I entirely agree that reducing stressors is key. 

I’m beginning to think that a high meat diet avoids some of the holes I’ve fallen into -  choline deficiency, maybe NAD deficiency. I don’t digest meat well (low stomach acid) and therefore too much could putrefy in gut, which would be unhelpful. Also, I don’t really like eating meat. Therefore I would never go this route. However, I can see it’s actually quite a good idea for this detox for a number of reasons. 

@jaj

Have you tried Betaine HCl or anything to help bring stomach acid up?  That seems like something that's relatively easy to fix in the short-term with supplements until your body corrects the problem.  Seems like one of those vicious cycles where an absence of nutrients from meat leads to low stomach acid, which then makes it even harder to digest meat.  Maybe if you can supplement temporarily, increasing meat intake will eventually right the balance.

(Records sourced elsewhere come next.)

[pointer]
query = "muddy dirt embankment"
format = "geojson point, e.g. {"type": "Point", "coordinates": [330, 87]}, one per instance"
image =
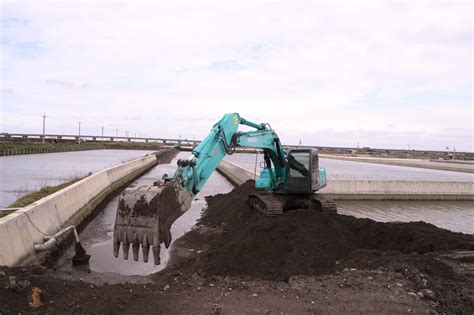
{"type": "Point", "coordinates": [238, 261]}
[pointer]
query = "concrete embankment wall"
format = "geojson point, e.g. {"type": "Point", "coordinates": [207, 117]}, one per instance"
{"type": "Point", "coordinates": [65, 207]}
{"type": "Point", "coordinates": [372, 189]}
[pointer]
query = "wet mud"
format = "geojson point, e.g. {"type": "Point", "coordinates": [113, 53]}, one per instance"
{"type": "Point", "coordinates": [239, 261]}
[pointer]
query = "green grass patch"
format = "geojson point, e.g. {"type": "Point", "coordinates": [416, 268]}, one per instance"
{"type": "Point", "coordinates": [43, 192]}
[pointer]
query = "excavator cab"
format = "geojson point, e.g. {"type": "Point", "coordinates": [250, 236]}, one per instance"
{"type": "Point", "coordinates": [304, 176]}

It's possible you have an aversion to the taste of meat because you associate it with digestive upset, and if you get your stomach acid back up to par the aversion will eventually go away.  I always hated vegetables since I was a kid, but once I convinced myself they were good for me and I forced myself to eat them regularly, I adapted to the taste.  That was a terrible mistake, looking back, but the point is that you can probably overcome your aversion to the flavor of meat both physically and psychologically if you choose to.  Think of all the weird foods different cultures consume that have offensive smells and tastes to people outside of those cultures, yet outsiders manage to overcome those aversions if they decide to.

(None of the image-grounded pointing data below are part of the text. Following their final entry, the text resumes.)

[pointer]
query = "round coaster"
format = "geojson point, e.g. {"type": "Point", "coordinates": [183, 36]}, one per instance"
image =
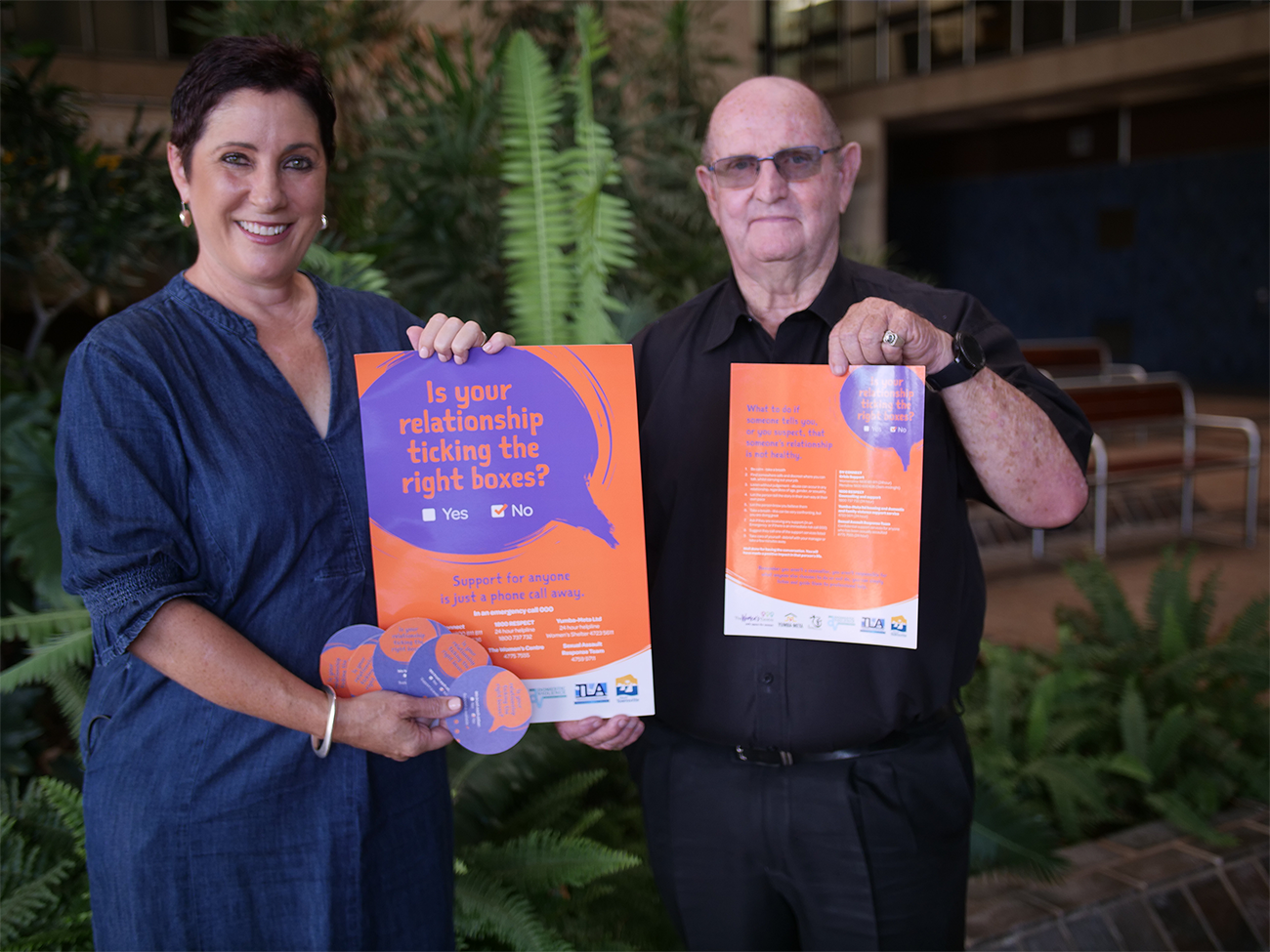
{"type": "Point", "coordinates": [439, 661]}
{"type": "Point", "coordinates": [346, 660]}
{"type": "Point", "coordinates": [395, 647]}
{"type": "Point", "coordinates": [495, 710]}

My long-time friend has been a vegetarian since he was a kid.  He told me he tried eating meat when he visited Africa because that's what the locals were serving him and he wanted to be polite.  He had an aversion to the flavor as well.  I think it's largely rooted in the psychology of either believing that it's harmful to you, or that it's unethical to eat it, as well as the basic fact that things you didn't eat regularly as a child or young adult often taste strange or unappealing until you make it a regular part of the diet.  I can totally convince myself that something I'm eating has gone bad and cause myself to feel nauseous even though it hasn't actually gone bad (the nausea always passes soon after I stop eating whatever it is and therefore believe that I have saved myself from harm).